Arash Hanaei has been portraying the city of Tehran since 2008. His digital drawing series entitled Capital dissects its shifting pattern of streets and their inherent contradictions. Based upon his own documentary photographs, the artist interprets the capital city’s constant transformation and the chaotic superimposition of dissonant layers with formal austerity. Primarily black-and-white or greyish-green, the drawings reduce the original amount of information on the photographic image to a minimum and direct the viewer’s attention to the cultural and geopolitical underpinnings inscribed in the urban landscape.

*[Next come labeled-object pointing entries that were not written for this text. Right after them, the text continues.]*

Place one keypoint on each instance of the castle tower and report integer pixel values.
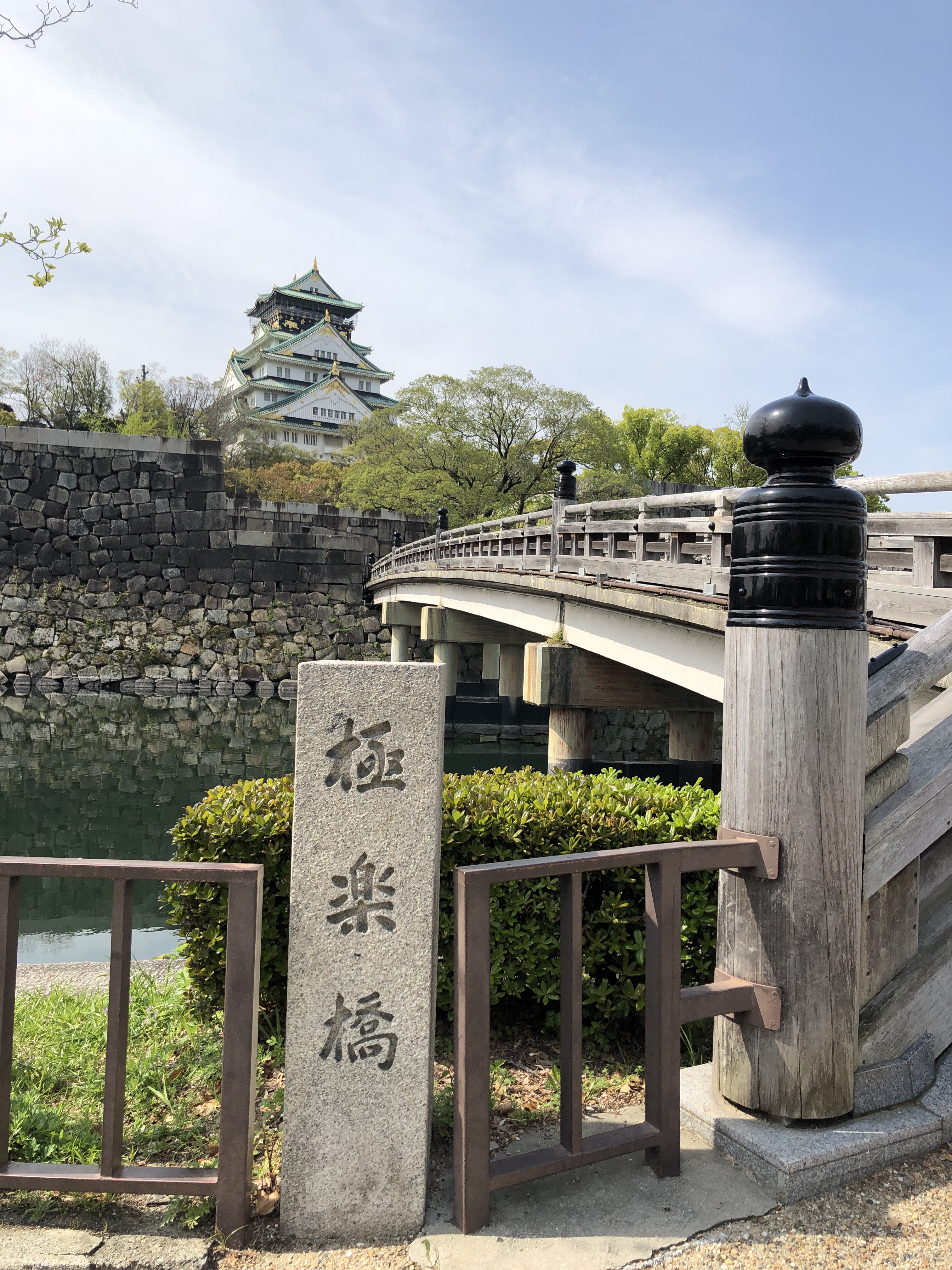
(304, 379)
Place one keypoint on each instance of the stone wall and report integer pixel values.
(122, 563)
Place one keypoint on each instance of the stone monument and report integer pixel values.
(362, 953)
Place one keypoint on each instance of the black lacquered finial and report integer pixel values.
(803, 432)
(567, 487)
(799, 540)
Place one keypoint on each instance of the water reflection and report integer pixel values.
(107, 776)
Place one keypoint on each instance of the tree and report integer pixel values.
(64, 385)
(487, 443)
(9, 358)
(294, 481)
(50, 16)
(45, 246)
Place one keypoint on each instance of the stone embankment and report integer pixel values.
(124, 566)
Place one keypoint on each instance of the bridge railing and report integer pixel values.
(678, 540)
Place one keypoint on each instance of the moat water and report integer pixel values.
(108, 776)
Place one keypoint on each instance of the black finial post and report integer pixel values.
(799, 540)
(567, 486)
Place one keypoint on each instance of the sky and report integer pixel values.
(683, 204)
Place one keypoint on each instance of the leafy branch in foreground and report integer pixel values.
(44, 246)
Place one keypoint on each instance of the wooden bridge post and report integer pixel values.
(569, 738)
(691, 736)
(794, 746)
(449, 656)
(490, 662)
(400, 618)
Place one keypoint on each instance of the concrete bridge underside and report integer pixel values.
(673, 638)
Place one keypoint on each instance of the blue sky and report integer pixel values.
(686, 204)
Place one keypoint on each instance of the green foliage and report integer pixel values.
(488, 816)
(513, 816)
(174, 1063)
(44, 246)
(243, 823)
(480, 445)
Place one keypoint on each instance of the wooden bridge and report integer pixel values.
(624, 605)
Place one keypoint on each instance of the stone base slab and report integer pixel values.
(803, 1160)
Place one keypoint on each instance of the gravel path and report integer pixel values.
(83, 976)
(902, 1217)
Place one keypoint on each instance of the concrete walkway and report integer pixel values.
(594, 1218)
(83, 976)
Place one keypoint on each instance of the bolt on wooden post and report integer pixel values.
(796, 656)
(362, 950)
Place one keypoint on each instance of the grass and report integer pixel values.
(172, 1086)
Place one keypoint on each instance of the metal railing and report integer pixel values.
(676, 540)
(667, 1008)
(231, 1181)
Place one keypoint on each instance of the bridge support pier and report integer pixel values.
(569, 738)
(511, 676)
(399, 643)
(691, 736)
(795, 675)
(449, 656)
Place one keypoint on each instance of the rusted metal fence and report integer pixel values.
(667, 1008)
(231, 1181)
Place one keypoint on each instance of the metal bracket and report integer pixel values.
(738, 1000)
(766, 1010)
(770, 853)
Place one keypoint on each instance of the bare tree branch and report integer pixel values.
(50, 16)
(44, 247)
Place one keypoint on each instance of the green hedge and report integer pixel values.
(488, 816)
(243, 823)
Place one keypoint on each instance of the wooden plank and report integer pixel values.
(889, 931)
(795, 722)
(921, 812)
(885, 732)
(920, 999)
(926, 661)
(890, 559)
(559, 675)
(904, 483)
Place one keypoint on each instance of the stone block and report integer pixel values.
(885, 732)
(938, 1098)
(362, 949)
(881, 1085)
(803, 1160)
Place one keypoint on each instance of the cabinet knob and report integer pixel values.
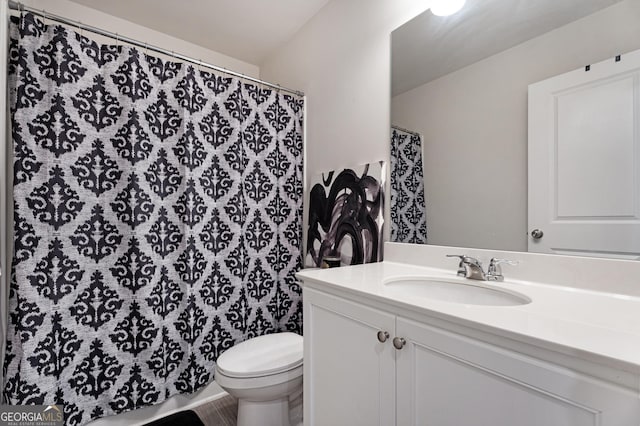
(383, 336)
(399, 342)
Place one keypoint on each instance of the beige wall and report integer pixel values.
(474, 124)
(102, 20)
(341, 60)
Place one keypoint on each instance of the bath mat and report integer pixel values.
(181, 418)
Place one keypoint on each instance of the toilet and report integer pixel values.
(264, 373)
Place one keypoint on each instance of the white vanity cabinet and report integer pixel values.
(441, 377)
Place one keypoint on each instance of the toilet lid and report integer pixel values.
(261, 356)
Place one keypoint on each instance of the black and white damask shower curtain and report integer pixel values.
(408, 209)
(157, 222)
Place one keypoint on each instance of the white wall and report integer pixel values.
(341, 60)
(102, 20)
(474, 123)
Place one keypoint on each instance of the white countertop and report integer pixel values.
(597, 326)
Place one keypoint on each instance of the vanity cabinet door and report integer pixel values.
(445, 379)
(349, 375)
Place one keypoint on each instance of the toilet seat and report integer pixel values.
(268, 355)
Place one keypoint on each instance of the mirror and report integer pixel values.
(461, 83)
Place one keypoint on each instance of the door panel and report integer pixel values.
(349, 374)
(584, 161)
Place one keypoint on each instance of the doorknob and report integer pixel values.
(399, 342)
(537, 234)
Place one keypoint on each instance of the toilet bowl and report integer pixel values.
(264, 373)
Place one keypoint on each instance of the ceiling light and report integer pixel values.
(446, 7)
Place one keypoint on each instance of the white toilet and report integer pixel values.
(264, 373)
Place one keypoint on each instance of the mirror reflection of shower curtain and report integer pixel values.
(408, 209)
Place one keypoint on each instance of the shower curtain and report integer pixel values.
(408, 209)
(157, 221)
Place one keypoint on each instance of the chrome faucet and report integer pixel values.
(470, 267)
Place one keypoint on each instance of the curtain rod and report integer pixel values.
(405, 130)
(14, 5)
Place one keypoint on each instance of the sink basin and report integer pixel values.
(452, 290)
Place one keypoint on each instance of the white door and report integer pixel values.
(584, 161)
(445, 379)
(349, 375)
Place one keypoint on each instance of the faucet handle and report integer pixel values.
(461, 269)
(494, 271)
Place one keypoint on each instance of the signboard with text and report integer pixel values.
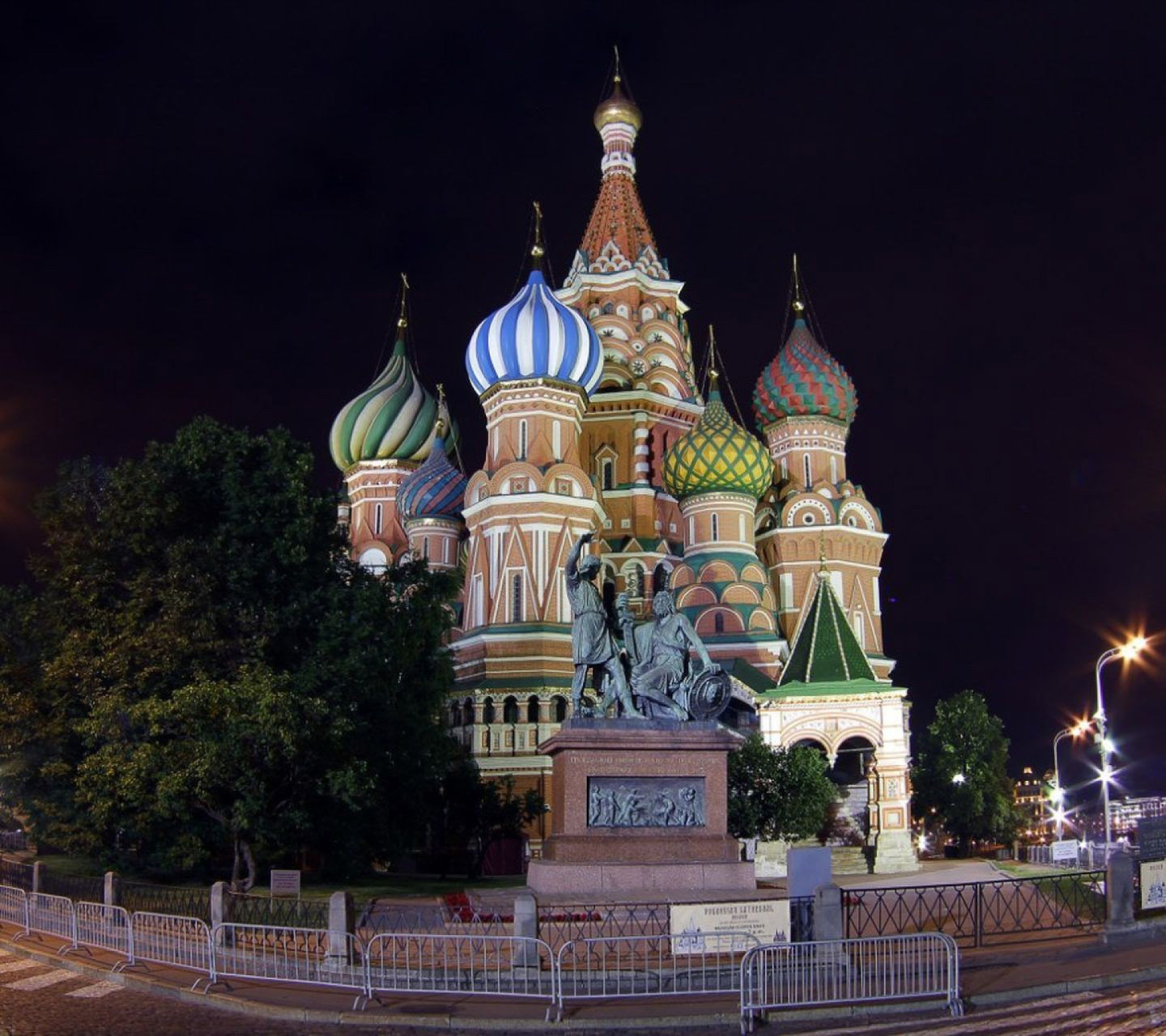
(1153, 885)
(1152, 838)
(286, 884)
(701, 928)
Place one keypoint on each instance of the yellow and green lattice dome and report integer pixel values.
(717, 456)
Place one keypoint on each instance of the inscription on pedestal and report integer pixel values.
(645, 802)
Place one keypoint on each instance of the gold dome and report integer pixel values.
(618, 108)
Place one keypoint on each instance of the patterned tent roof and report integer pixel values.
(826, 649)
(435, 490)
(803, 379)
(717, 455)
(394, 418)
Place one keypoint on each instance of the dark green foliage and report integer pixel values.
(202, 672)
(778, 792)
(964, 739)
(481, 811)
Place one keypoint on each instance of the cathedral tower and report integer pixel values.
(646, 395)
(805, 403)
(377, 439)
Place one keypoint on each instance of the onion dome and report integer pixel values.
(394, 420)
(618, 108)
(436, 489)
(803, 380)
(717, 455)
(534, 336)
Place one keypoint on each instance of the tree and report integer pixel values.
(778, 792)
(960, 774)
(202, 672)
(481, 811)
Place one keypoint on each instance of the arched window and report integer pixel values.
(517, 598)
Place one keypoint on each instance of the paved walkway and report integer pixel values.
(994, 982)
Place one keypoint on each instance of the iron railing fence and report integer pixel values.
(651, 966)
(16, 874)
(849, 971)
(73, 885)
(977, 913)
(279, 913)
(185, 901)
(505, 966)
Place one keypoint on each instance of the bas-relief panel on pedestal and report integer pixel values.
(646, 802)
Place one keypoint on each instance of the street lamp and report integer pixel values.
(1057, 792)
(1128, 652)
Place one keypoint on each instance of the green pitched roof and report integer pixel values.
(826, 649)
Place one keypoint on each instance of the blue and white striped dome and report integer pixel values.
(534, 336)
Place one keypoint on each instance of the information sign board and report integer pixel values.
(286, 884)
(1152, 838)
(699, 928)
(1153, 885)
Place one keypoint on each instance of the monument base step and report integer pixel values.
(551, 877)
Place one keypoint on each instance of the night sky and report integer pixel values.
(204, 210)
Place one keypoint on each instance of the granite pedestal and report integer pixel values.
(639, 805)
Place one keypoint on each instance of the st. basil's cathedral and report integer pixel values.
(596, 421)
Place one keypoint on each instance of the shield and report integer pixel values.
(709, 694)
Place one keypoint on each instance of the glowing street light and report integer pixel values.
(1129, 651)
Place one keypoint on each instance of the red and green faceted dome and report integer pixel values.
(803, 380)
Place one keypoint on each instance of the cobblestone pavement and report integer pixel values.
(42, 999)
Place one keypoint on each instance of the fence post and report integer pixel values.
(220, 905)
(828, 913)
(339, 928)
(526, 924)
(978, 911)
(1120, 892)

Among other works, Capital Complex presents Hanaei’s history of advertising in Tehran’s public space narrated in two series, one featuring billboards and another one murals with war heroes and martyrs. After the Iranian Revolution and during the Iran-Iraq war, propaganda images took the place of advertisements for foreign products. Ever since the latter began making their way back into the cityscape, they have coexisted with the other, political images and texts, often displaying slogans with similar language. Hanaei’s visual alphabet of the dynamics of past and present in Tehran recounts a local history within its global context.
In Hanaei’s first solo exhibition in the United States, Tehran’s urban architecture merges with the display walls at MINI/Goethe-Institut Curatorial Residencies Ludlow 38. The visual works are presented alongside a new audio piece in which the artist reflects on a future project devoted to the capital city of Paris.